Примечание: Это будет записывать выбранной области. - Вернуться к временной шкале, щелкните правой кнопкой мыши на изображении и выберите «Отменить выделение».
- Переместите ползунок шкалы времени к следующему изображению и нажмите на соответствующие плитки под ним.
- Наброски бластоцисты в новое изображение с быстрый инструмент «Выделение». Повторите измерение.
- Повторите эту процедуру (шаги 8,9-8,13) изображения на изображение до тех пор, пока все изображения поперечного области измеряется и регистрируется.
- В конце концов перейдите в журнале измерений, выберите все измерения в области переменной и экспортировать их в файл .txt.
Примечание: Единицы площади поперечного сечения, квадратные пикселы.
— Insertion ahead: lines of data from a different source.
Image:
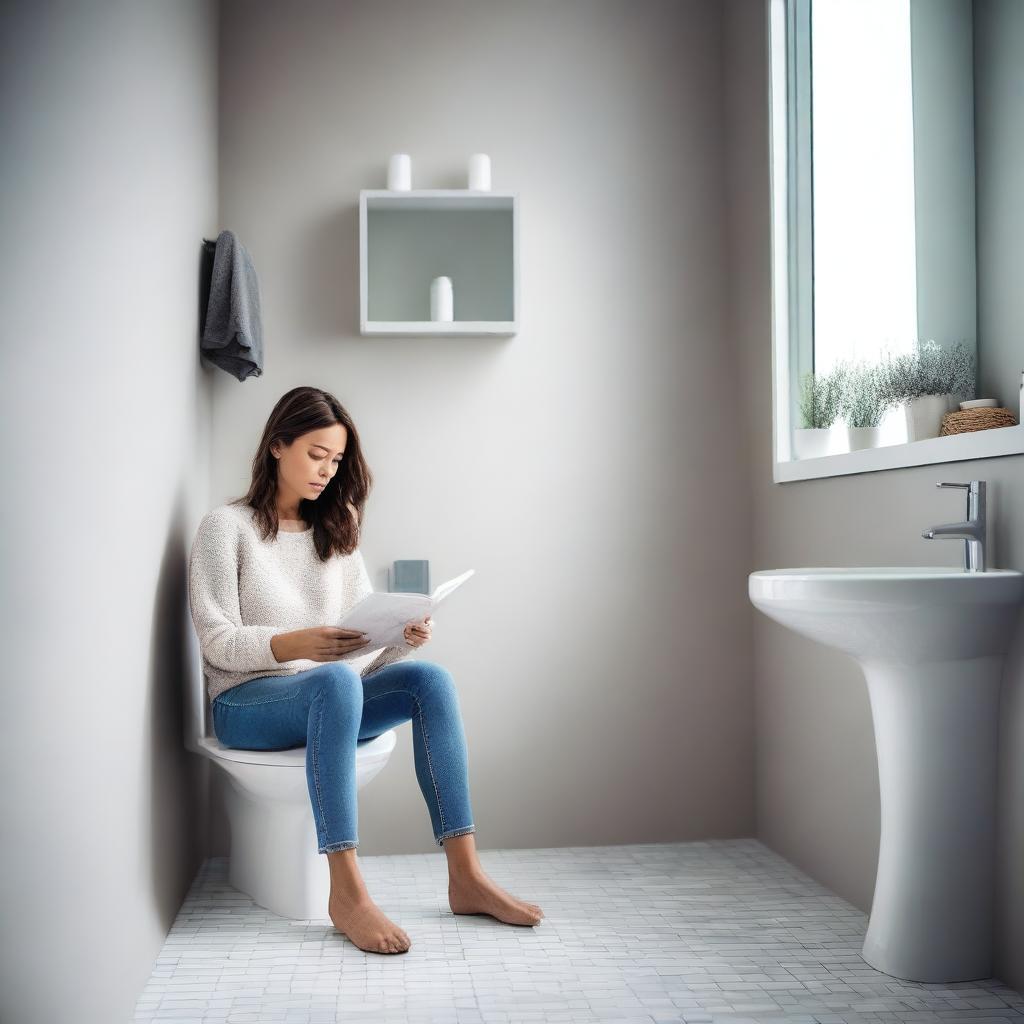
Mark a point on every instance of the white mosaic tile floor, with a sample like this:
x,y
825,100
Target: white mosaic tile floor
x,y
714,931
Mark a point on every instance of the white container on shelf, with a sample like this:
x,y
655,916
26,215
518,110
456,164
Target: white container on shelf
x,y
861,437
399,172
924,415
479,172
441,299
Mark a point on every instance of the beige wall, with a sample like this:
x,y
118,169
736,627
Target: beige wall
x,y
586,468
817,795
109,157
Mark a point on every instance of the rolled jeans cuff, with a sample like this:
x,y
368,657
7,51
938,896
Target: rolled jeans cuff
x,y
335,847
455,832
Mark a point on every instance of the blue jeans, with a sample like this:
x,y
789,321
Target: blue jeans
x,y
329,710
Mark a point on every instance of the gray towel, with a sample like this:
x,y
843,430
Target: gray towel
x,y
232,332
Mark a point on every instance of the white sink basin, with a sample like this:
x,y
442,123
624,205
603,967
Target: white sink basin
x,y
931,643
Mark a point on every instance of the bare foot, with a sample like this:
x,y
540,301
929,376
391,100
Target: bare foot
x,y
478,894
366,925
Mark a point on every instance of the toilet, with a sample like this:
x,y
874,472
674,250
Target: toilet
x,y
273,852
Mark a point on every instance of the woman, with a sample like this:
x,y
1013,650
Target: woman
x,y
266,572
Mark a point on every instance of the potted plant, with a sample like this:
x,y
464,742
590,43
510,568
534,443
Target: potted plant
x,y
863,403
930,382
820,398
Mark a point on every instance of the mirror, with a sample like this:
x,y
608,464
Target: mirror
x,y
897,231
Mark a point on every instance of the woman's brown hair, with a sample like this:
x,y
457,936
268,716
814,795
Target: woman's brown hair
x,y
337,513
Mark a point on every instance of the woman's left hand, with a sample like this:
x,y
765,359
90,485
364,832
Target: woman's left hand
x,y
417,634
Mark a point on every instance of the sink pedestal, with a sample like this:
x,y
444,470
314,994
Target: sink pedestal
x,y
931,642
936,727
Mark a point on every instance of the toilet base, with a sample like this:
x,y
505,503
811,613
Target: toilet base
x,y
274,854
274,858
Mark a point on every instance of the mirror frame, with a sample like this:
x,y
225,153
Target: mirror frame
x,y
781,124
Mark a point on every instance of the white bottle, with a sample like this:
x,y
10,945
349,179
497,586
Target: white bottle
x,y
399,172
441,299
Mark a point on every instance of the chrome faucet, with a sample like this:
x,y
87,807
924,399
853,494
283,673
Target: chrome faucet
x,y
972,530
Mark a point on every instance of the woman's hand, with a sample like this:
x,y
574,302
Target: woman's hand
x,y
417,634
325,643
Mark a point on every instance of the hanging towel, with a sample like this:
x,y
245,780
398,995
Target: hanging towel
x,y
232,332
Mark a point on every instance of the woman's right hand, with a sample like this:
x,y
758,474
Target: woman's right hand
x,y
325,643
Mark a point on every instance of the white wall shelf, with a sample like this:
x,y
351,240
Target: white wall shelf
x,y
407,239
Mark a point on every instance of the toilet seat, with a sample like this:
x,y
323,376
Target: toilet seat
x,y
366,750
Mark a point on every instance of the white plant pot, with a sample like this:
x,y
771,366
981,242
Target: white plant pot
x,y
861,437
814,442
924,415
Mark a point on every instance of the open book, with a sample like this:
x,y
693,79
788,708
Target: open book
x,y
383,614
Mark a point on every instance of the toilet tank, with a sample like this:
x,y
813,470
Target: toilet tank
x,y
197,716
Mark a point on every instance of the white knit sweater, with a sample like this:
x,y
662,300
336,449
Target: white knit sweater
x,y
244,590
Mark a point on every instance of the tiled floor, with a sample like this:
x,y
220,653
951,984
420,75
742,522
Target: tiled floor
x,y
714,931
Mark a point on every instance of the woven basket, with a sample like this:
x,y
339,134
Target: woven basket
x,y
976,419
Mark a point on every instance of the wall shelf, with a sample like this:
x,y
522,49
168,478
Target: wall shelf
x,y
407,239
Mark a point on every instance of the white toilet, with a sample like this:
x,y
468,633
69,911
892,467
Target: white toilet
x,y
274,856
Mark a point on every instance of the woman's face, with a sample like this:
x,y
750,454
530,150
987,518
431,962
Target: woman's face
x,y
310,460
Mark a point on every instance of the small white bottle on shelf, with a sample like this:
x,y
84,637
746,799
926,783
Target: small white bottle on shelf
x,y
399,172
441,300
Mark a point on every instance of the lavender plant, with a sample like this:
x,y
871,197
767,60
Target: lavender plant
x,y
820,397
929,370
865,398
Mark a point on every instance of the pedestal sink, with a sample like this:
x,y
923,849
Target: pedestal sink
x,y
931,643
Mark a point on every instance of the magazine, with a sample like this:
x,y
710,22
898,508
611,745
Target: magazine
x,y
384,614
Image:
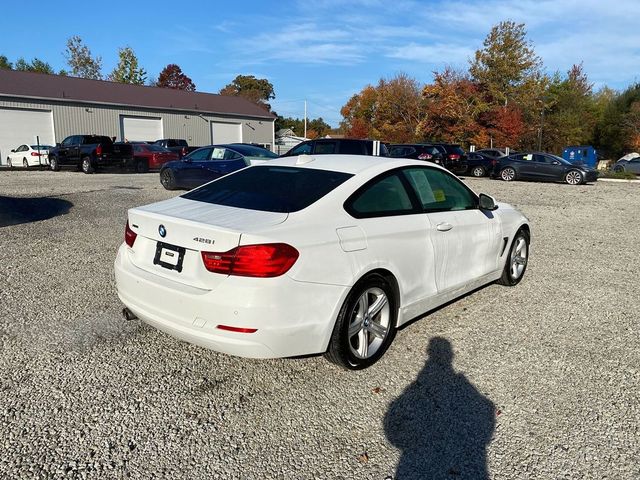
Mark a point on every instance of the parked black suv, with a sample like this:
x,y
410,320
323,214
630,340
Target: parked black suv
x,y
88,152
349,146
419,151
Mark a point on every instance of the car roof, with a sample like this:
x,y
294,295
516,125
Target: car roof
x,y
352,164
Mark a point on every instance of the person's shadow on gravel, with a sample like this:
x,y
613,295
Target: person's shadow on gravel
x,y
441,422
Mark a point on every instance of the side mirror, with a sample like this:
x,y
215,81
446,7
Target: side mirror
x,y
487,202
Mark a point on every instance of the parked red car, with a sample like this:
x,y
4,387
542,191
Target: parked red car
x,y
151,157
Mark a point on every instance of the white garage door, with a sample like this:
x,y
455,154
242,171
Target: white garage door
x,y
18,127
222,132
145,129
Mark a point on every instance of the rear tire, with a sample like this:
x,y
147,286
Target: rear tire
x,y
508,174
366,324
53,164
517,260
478,171
86,165
167,179
574,177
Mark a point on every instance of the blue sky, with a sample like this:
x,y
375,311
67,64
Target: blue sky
x,y
324,51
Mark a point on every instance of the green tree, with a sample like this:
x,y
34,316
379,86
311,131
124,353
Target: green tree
x,y
82,63
571,117
171,76
506,63
5,63
128,69
36,65
257,90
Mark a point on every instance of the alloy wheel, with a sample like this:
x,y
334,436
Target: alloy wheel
x,y
574,178
369,323
519,258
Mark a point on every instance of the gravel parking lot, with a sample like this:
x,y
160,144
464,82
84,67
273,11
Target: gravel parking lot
x,y
536,381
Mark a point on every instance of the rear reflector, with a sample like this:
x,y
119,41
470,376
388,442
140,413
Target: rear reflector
x,y
237,329
129,235
265,260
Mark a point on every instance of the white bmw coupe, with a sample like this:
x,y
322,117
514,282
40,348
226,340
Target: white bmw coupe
x,y
305,255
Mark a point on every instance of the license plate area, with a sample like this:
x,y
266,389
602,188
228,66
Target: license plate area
x,y
169,256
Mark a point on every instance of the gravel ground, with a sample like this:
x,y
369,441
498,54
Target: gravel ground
x,y
536,381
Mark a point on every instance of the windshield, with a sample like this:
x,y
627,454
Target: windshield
x,y
269,188
252,151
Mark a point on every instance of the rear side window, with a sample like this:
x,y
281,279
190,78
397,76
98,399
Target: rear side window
x,y
325,148
439,191
352,148
270,188
384,197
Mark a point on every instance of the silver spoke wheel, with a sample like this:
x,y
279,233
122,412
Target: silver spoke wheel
x,y
574,178
518,258
369,323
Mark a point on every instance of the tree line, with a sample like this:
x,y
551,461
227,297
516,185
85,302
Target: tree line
x,y
503,99
82,63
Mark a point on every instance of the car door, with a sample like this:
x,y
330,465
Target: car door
x,y
466,240
192,167
63,150
548,168
393,230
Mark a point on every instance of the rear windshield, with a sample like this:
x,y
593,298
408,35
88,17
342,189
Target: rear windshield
x,y
270,188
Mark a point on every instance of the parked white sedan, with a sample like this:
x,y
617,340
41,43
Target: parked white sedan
x,y
305,255
29,156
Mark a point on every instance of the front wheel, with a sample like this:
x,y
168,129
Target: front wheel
x,y
508,174
142,166
517,260
366,324
86,165
477,171
167,179
53,164
573,177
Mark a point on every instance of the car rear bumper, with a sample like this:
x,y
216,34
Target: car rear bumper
x,y
292,318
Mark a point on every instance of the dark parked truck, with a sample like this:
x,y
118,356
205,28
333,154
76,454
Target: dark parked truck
x,y
89,152
176,145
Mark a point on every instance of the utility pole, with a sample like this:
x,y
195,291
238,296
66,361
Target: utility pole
x,y
305,119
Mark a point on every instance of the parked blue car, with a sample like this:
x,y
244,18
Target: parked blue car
x,y
208,163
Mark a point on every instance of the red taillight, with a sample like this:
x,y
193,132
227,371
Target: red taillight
x,y
237,329
129,235
265,261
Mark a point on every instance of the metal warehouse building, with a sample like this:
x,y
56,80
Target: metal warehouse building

9. Редактирование файла данных с записанные бластоциста поперечного области от изображения, созданные на этапе уравновешивания
- Передачи данных записанных бластоциста поперечного сечения областей из txt-файла в табличном редакторе.
- Используйте первое поперечное сечение значение как значение ссылки 1 и Экспресс (преобразование) все другие значения быть часть этого ссылаться на значение.
- Создайте новую переменную Area_r и вставить значения области транскодирования (за исключением значение ссылки) под ним.
- Рядом с переменной Area_r создайте переменную времени и добавить первое значение времени.
Примечание: Первое значение времени представляет собой время, которое прошло с момента, когда была разоблачена бластоциста уравновешивания решение для начала записи под микроскопом оборудованы камерой. - Рассчитать каждый следующий раз подряд значение путем добавления 20 s к предыдущему значению времени.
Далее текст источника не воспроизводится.